I remember last year, at this time. I hadn't left the house since school was out and I felt as if I was in solitary confinement. But this year, wow... I don't even know how to put it. Sure, I haven't been many places other than my house, but there is the option of doing it.
The Boyfriend is wonderful. And he's nothing like the last one. We'll call him The Ex. Well, The Ex would get mad at me if I wasn't there to answer the phone when he called. He'd get mad if I was there to answer, but my mom answered the phone. There's a very lengthy list of the things I was forbidden to do. It was terrible. But I suffered silently. Till my best friend, consequently The Boyfriend, told me that what The Ex was doing was wrong. I was confined all summer long to my home, making sure the phone was next to me all of the 10+ times he called every day.

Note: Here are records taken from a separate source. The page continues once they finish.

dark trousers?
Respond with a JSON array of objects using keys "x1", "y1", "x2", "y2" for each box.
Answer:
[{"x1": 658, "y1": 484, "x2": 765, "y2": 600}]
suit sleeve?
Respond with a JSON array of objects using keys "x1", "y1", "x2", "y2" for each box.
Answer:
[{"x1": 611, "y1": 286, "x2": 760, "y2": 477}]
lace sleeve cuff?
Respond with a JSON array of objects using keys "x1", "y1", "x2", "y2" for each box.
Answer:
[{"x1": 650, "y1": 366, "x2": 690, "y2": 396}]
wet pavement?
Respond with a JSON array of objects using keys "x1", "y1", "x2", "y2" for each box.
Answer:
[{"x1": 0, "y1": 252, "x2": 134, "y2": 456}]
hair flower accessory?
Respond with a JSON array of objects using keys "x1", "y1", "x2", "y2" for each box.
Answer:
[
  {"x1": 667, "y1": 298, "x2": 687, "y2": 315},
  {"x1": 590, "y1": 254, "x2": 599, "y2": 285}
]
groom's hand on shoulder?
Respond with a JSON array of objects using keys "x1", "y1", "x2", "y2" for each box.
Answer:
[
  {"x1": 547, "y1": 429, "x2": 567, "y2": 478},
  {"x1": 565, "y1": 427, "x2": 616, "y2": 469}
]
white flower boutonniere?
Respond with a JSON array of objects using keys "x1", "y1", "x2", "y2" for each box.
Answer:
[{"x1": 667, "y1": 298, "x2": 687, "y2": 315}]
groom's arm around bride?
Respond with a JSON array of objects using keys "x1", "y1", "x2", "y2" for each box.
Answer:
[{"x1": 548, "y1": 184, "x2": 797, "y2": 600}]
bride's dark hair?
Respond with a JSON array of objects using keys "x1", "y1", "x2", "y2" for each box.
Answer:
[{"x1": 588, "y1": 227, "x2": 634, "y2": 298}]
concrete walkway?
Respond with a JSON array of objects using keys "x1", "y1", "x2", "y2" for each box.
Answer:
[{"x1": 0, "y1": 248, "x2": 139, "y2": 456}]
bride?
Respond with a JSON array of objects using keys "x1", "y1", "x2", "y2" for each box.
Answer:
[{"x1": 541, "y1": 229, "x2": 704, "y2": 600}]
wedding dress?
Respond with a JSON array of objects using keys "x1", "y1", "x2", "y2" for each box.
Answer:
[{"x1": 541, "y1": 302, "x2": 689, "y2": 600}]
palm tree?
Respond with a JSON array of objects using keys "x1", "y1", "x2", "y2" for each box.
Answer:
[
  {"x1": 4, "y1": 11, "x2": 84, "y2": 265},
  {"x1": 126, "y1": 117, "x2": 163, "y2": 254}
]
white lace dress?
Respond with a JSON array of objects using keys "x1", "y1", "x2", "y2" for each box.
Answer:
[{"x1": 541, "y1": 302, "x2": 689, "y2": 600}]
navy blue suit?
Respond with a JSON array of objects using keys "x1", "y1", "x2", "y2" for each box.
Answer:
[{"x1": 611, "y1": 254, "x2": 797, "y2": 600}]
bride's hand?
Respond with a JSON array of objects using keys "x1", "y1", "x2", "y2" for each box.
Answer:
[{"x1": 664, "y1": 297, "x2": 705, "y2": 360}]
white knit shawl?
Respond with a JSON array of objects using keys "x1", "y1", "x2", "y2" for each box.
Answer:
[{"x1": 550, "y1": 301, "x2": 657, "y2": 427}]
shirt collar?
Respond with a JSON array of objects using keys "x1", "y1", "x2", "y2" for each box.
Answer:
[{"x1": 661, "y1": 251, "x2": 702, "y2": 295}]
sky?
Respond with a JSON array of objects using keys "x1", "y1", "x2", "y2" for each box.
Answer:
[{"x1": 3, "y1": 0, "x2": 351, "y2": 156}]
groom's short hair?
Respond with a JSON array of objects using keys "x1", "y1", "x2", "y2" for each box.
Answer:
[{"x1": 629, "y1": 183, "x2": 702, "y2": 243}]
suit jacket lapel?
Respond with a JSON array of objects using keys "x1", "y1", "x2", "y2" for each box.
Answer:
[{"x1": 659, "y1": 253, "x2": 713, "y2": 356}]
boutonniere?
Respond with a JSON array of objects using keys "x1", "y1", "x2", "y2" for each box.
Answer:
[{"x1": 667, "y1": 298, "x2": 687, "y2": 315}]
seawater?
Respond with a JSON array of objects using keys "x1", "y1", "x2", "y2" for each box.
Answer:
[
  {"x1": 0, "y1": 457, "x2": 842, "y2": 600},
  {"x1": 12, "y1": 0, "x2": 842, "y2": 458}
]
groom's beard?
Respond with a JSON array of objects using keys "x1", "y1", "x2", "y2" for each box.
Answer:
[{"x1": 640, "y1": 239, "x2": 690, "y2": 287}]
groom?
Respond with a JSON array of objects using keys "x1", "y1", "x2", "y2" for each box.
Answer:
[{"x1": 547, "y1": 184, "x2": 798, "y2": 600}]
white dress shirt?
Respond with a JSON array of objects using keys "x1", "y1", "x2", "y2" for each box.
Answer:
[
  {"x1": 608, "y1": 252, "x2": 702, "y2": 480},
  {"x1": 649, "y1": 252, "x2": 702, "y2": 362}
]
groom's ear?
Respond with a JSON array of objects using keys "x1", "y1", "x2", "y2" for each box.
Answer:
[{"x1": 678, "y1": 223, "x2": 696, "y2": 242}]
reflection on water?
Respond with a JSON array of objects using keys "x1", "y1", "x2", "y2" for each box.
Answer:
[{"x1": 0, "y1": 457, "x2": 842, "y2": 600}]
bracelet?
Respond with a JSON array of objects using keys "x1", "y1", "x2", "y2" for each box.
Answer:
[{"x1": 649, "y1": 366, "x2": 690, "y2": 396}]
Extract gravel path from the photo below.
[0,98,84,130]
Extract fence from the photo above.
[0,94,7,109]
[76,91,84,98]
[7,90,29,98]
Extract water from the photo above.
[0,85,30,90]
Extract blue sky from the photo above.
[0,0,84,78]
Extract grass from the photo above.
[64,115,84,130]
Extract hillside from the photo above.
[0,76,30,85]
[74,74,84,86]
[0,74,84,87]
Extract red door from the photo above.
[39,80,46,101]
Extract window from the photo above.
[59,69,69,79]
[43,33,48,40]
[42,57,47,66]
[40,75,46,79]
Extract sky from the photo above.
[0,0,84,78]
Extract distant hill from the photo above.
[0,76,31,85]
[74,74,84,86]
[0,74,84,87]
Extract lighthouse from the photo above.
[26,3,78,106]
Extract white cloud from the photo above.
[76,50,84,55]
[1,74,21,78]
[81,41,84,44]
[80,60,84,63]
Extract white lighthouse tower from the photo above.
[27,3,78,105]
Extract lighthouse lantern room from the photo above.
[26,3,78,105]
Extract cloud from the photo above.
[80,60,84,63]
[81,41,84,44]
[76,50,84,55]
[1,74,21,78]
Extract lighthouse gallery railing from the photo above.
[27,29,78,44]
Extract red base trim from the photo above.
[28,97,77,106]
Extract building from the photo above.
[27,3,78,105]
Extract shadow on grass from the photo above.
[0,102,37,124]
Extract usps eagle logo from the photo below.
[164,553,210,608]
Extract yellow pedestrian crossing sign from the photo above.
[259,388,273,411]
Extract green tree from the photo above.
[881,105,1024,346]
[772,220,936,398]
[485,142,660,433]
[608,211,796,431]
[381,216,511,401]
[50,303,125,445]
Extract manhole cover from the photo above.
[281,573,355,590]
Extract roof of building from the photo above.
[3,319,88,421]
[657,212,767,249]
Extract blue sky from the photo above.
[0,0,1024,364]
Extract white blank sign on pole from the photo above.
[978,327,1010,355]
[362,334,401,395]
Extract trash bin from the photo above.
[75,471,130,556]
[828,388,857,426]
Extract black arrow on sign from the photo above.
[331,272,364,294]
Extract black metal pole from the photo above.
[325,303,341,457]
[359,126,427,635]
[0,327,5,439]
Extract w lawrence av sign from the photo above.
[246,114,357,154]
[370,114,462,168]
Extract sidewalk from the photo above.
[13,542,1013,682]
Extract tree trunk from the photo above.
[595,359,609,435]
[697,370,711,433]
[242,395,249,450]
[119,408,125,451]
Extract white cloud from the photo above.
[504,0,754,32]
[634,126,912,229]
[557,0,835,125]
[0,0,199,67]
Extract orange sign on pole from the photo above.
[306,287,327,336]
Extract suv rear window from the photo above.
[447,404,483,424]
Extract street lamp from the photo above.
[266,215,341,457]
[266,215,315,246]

But this summer is a strong contrast to last summer. And I'm glad of it. A complete 180 degree rotation. The Boyfriend encourages me to get out and do something. He makes sure I have time to myself. The Boyfriend isn't constantly mad at me. I am so relaxed. So at ease. So happy. Something I've wanted for so long.
I can feel something. In the air around me. In the sun that shines through the window (even though it's overcast and 45 degrees out). In the night times when I'm up till 3 a.m. reflecting on how far I've come in a year. This summer is different. This summer is good. Another thing I've wanted for so long. And it's all because of one person, who saved me from something that could have trapped me forever. To The Boyfriend, who wont read this but needs a shout out: Thank you for saving me. I love you.
Note: Everyone, if your sigificant other is telling you where to go/not go, what to wear/not wear, ect. Get Out. If they are hitting you, making you feel bad about yourself, calling you names, ect. Get Out. I spent over a year with a person who did just that. It was the biggest waste of time, energy, and spirit I've gone through. It's horrible. It's painful. Get Out while you still can.